Primeiro porque o futebol brasileiro está totalmente marginalizado no futebol mundial. Sem a mesma grana de outros cantos do mundo, como a China, os Emirados Árabes, o Japão ou o próprio Estados Unidos, o país não consegue criar grande estímulo para que estrelas mundiais venham desfilar seu futebol por aqui. Na atual situação econômica que vivem não apenas o país, mas também os clubes, até o mesmo salários de jogadores em vias de aposentação representam grande esforço no caixa de times brasileiros, inviabilizando o negócio. Contratar Drogba exigiu do Corinthians grande engenharia financeira, a ponto de entrar em ação inclusive o marketing do clube, acionado apenas em contratações de pompa, como no caso de Ronaldo Fenômeno, em 2009, e Alexandre Pato, em 2013.

Além disso, sabemos bem como o futebol brasileiro é mal gerido e isso ecoa nos grandes centros europeus. Escândalos de corrupção naturalmente afastam grandes jogadores. Ninguém, em sã consciência, escolheria para trabalhar um local com fama maculada. Seedorf, um dos casos raros que veio para cá – e muito por ter uma esposa brasileira e o sonho de viver e jogar no Brasil – acostumado com clubes realmente profissionais, sofreu com a má administração do Botafogo, assim como Ronaldo entrou em um Corinthians sem CT e completamente amador se comparado aos grandes clubes do mundo.

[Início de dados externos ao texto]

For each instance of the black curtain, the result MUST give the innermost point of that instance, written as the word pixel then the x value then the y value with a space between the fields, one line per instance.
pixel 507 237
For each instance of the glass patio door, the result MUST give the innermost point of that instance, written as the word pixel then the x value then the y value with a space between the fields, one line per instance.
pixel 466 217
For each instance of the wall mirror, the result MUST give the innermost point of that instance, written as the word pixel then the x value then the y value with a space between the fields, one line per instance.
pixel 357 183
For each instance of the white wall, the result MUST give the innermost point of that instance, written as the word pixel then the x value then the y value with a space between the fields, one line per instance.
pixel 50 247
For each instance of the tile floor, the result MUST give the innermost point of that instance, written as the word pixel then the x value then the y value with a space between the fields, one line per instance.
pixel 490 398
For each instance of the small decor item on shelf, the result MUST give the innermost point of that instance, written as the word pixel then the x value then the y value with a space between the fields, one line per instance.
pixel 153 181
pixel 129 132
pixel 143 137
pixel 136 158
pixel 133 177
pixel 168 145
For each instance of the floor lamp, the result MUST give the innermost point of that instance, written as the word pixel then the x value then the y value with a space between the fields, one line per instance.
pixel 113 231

O Brasil também sofre com problemas “naturais”, como a questão do fuso horário. Uma final de Copa do Brasil daqui – que tem se acostumado a ser jogão – é transmitida em território europeu entre a 1h e as 3h da manhã, podendo ficar ainda mais de madrugada quanto mais caminharmos rumo ao leste da Europa. Em contrapartida, um jogo transmitido em uma final de Copa em qualquer país da Europa é transmitido aqui em plena tarde, quando temos apenas filmes de sessões da tarde ou programas de fofoca pra assistir. É um prato cheio para a audiência.

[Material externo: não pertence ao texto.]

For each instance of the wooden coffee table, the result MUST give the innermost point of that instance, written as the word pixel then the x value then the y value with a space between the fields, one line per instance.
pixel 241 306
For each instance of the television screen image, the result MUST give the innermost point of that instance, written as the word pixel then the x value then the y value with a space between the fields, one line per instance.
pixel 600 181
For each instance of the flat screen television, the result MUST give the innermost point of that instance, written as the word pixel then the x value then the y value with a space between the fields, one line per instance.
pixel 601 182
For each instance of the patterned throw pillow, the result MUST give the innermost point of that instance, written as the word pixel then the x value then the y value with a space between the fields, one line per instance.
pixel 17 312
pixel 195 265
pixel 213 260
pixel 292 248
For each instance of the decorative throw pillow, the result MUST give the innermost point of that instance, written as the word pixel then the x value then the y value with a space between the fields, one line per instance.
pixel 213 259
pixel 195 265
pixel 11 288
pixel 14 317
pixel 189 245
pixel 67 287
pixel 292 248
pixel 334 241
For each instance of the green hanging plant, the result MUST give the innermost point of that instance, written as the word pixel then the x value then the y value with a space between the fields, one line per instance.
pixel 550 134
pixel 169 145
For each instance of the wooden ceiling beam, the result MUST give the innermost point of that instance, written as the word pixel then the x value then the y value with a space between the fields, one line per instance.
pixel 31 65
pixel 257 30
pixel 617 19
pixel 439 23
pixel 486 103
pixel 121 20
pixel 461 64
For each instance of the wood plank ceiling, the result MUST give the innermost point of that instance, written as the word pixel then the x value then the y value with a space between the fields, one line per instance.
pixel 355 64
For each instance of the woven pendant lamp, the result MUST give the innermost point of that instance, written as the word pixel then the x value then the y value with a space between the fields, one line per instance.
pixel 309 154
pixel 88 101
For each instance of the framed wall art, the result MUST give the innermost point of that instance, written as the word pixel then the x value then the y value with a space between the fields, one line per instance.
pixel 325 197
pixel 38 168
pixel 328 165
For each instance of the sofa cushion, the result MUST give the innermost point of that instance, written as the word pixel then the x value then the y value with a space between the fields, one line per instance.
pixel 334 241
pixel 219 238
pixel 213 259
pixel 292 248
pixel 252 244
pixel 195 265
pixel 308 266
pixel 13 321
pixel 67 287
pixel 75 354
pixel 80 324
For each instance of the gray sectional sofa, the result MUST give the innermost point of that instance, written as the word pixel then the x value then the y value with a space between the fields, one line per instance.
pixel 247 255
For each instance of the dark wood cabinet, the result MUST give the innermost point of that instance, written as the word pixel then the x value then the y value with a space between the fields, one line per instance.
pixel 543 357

E tudo isso sem falar nas mazelas da sociedade brasileira e nos escândalos de nosso governo, que precisariam de muito mais que um artigo esportivo para discutirmos sobre. A pedida de um carro blindado por Drogba ultrapassa as barreiras do futebol e nos faz pensar ainda mais sobre em que situação se encontra a nossa própria sociedade.

Sem expectativa de melhoras, a tendência será cada vez mais esta: nossas estrelas indo ainda novas para lá, enquanto nem mesmo jogadores à beira da aposentadoria querem vir ganhar uma boa grana por aqui. Uma pena para quem tem cinco títulos mundiais e acabou de conquistar sua primeira medalha de ouro em Olimpíadas.